Washington, D.C.
Dec. 8, 2014
As a matter of policy, the Securities and Exchange Commission disclaims responsibility for any private publication or statement of any SEC employee or Commissioner. This speech expresses the author's views and does not necessarily reflect those of the Commission, the Commissioners, or other members of the SEC Staff.
Good morning and thank you Brad [Davidson] for the introduction. As Deputy Chief Accountant for OCA´s Professional Practice Group (PPG), I am fortunate to have a talented and dedicated team of professionals who focus on audit quality and investor protection each and every day. We work closely with, and provide advice and support to, other offices and divisions within the SEC on auditing, auditor independence, and internal control matters. OCA´s PPG also has a significant role in leading and coordinating the Commission´s oversight of the Public Company Accounting Oversight Board (PCAOB). In doing so, we work very closely with the PCAOB throughout the year to achieve our shared investor protection objectives.
I´ll begin my remarks this morning with some observations from our ongoing focus on auditor independence and then move on to some PCAOB and internal control matters. Also, Jim Schnurr mentioned our work to consider updating audit committee disclosure requirements so on that topic I´ll simply add that I too am enthusiastic about these efforts. I anticipate this work will continue to be a priority for OCA´s PPG in 2015.

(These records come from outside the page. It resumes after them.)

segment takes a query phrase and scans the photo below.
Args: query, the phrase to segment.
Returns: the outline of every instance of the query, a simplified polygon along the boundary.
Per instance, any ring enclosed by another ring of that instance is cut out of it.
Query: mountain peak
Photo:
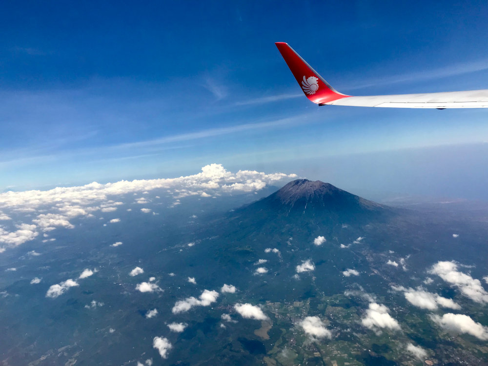
[[[331,196],[345,191],[321,181],[297,179],[287,183],[276,192],[277,197],[285,204],[293,204],[305,199],[310,201],[325,195]]]
[[[247,206],[271,216],[284,214],[342,222],[367,221],[391,209],[321,181],[297,179]]]

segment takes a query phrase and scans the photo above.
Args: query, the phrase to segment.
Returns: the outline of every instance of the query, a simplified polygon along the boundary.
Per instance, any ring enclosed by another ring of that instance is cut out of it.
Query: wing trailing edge
[[[488,89],[354,97],[333,88],[287,43],[275,43],[309,100],[319,105],[419,108],[488,108]]]

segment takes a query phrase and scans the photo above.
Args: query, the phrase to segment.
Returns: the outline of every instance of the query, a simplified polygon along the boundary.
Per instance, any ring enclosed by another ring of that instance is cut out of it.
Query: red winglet
[[[339,93],[285,42],[275,43],[305,96],[314,103],[324,104],[350,97]]]

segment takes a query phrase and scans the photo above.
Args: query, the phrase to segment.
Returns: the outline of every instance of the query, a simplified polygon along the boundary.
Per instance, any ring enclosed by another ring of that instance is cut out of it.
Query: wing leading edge
[[[275,43],[308,99],[319,105],[389,108],[488,108],[488,89],[353,97],[339,93],[284,42]]]

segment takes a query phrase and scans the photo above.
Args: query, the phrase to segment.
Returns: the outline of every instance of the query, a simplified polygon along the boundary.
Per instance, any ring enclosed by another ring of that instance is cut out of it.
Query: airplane
[[[293,48],[275,43],[305,96],[319,105],[390,108],[488,108],[488,89],[466,91],[354,97],[339,93]]]

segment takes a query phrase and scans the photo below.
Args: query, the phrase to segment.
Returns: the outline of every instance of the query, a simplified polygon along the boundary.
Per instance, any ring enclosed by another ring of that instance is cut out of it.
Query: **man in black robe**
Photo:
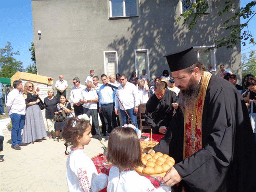
[[[181,108],[163,140],[170,143],[169,155],[176,163],[163,182],[170,186],[179,183],[186,192],[256,191],[256,145],[240,94],[230,83],[215,76],[210,76],[208,84],[203,83],[204,73],[210,73],[203,72],[193,48],[184,50],[167,56],[181,90]],[[184,157],[188,152],[184,147],[193,139],[185,129],[191,125],[184,124],[184,111],[191,109],[193,99],[204,86],[201,148]]]
[[[147,102],[145,119],[155,134],[165,134],[172,117],[172,103],[176,100],[175,93],[165,88],[164,82],[156,83],[155,94]]]

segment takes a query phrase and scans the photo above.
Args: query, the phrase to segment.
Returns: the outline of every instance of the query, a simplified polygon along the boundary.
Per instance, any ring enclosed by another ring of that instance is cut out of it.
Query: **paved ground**
[[[2,129],[5,137],[0,156],[5,160],[0,162],[0,191],[67,192],[64,142],[47,137],[41,143],[14,150],[11,148],[10,132],[6,128],[9,121],[10,119],[0,121],[0,134]],[[85,151],[91,157],[103,152],[101,147],[99,141],[92,138]]]

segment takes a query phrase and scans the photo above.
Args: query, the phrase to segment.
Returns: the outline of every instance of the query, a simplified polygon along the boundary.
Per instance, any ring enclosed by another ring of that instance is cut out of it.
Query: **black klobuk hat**
[[[171,71],[184,69],[198,61],[193,47],[188,48],[180,47],[165,57],[166,57]]]

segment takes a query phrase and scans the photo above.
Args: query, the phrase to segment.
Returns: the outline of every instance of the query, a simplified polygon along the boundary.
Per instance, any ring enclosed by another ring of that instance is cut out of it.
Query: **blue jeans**
[[[10,115],[13,124],[12,144],[13,147],[19,145],[21,143],[21,129],[24,126],[25,116],[25,115],[15,113]]]
[[[130,116],[131,119],[132,119],[132,121],[134,124],[134,125],[135,125],[137,128],[138,128],[138,124],[137,123],[137,116],[136,114],[134,112],[134,108],[127,109],[126,111],[127,111],[127,113],[128,113],[129,115],[129,116]],[[124,124],[128,124],[128,117],[125,113],[125,111],[120,109],[120,112],[121,112],[121,115],[122,115],[123,123]]]
[[[4,106],[3,105],[3,97],[0,97],[0,114],[3,114],[4,112]]]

High-quality audits performed objectively by independent auditors support investor confidence in financial reporting. Independence in both fact and appearance is foundational to an audit and necessary to reduce threats to auditor objectivity and to promote credibility. As I´ve said many times, I believe the SEC´s existing independence rules, which were last amended to implement the provisions of the Sarbanes-Oxley Act, have served us well.[i] Reinforcing my belief, we continue to observe efforts around the world to emulate aspects of our independence rules.[ii]
Notwithstanding the years of experience we all have had with the existing independence rules, we continue to respond to many independence inquiries each year. For example, we receive numerous questions about non-audit services, partner rotation, and business and employment relationships. Many of them relate to novel fact patters as practice evolves. Over the past couple of years we have seen an uptick in questions about broker dealer audits even though our independence rules have applied to these audits since 1975. OCA´s PPG has several staff members devoted to addressing your questions regarding auditor independence and I encourage you to continue consulting with us as you find appropriate. As we try to provide timely and helpful advice, we benefit because hearing from you helps the staff understand current practices and emerging issues. We interact routinely with auditors, management, and audit committee members given the responsibility these parties share for auditor independence. Information about OCA´s consultation process is available on the SEC website under Information for Accountants.[iii]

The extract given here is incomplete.